Aunque este credo usa un lenguaje técnico, Fred lo resume en un diagrama sencillo:

La Caja Calcedoniana, si la interiorizamos, nos ayudará a presentar la doctrina bíblica sobre Cristo correctamente. Hay un montón de herejías sobre la persona de Cristo, pero si nos mantenemos dentro de los límites de esta Caja no nos caeremos en ningún hueco teológico.

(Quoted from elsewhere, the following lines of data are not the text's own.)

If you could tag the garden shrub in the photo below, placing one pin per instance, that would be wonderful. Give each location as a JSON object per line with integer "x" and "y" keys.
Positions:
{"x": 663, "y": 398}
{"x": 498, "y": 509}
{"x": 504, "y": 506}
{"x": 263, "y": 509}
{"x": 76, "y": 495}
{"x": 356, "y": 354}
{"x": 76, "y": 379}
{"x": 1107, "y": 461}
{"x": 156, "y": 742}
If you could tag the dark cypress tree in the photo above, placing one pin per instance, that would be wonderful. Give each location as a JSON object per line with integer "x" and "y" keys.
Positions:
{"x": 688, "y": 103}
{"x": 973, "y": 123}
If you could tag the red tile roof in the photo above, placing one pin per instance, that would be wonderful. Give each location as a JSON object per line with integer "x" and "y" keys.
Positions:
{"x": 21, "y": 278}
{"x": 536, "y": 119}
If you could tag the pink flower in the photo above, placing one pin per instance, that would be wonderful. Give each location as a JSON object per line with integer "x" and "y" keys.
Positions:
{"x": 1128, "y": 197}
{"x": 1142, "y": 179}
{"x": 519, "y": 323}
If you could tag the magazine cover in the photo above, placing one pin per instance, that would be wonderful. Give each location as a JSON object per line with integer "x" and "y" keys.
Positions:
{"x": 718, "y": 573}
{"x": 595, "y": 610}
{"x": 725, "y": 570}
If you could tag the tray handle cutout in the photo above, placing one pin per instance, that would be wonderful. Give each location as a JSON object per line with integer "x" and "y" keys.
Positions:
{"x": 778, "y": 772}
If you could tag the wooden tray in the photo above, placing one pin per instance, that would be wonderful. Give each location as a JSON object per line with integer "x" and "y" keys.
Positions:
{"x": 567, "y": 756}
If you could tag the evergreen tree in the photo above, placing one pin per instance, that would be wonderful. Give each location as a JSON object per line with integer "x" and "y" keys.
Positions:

También puedes leer:La navidad es el misterio más grande

Lo práctico de la Caja Calcedoniana

Como escribí en otro artículo, estos asuntos teológicos no sirven si no se aplican a nuestra lectura de la Biblia y a nuestra vida cristiana. He aquí algunas reflexiones iniciales de esa índole sobre estas verdades.

  1. Cristo es completamente Dios.

Por ser completamente Dios, Cristo nos puede salvar. El Antiguo Testamento nos dice, “Yo, yo Jehová, y fuera de mí no hay quien salve” (Isaías 43:11). Solo Jesucristo, quien es Dios encarnado, nos puede salvar. “Y en ningún otro hay salvación; porque no hay otro nombre bajo el cielo, dado a los hombres, en que podamos ser salvos” (Hechos 4:12). Los primeros cristianos no tenían siglos de reflexión teológica sobre la Persona de Cristo, pero entendían que “Jesús es el Señor” y el Único que nos puede salvar.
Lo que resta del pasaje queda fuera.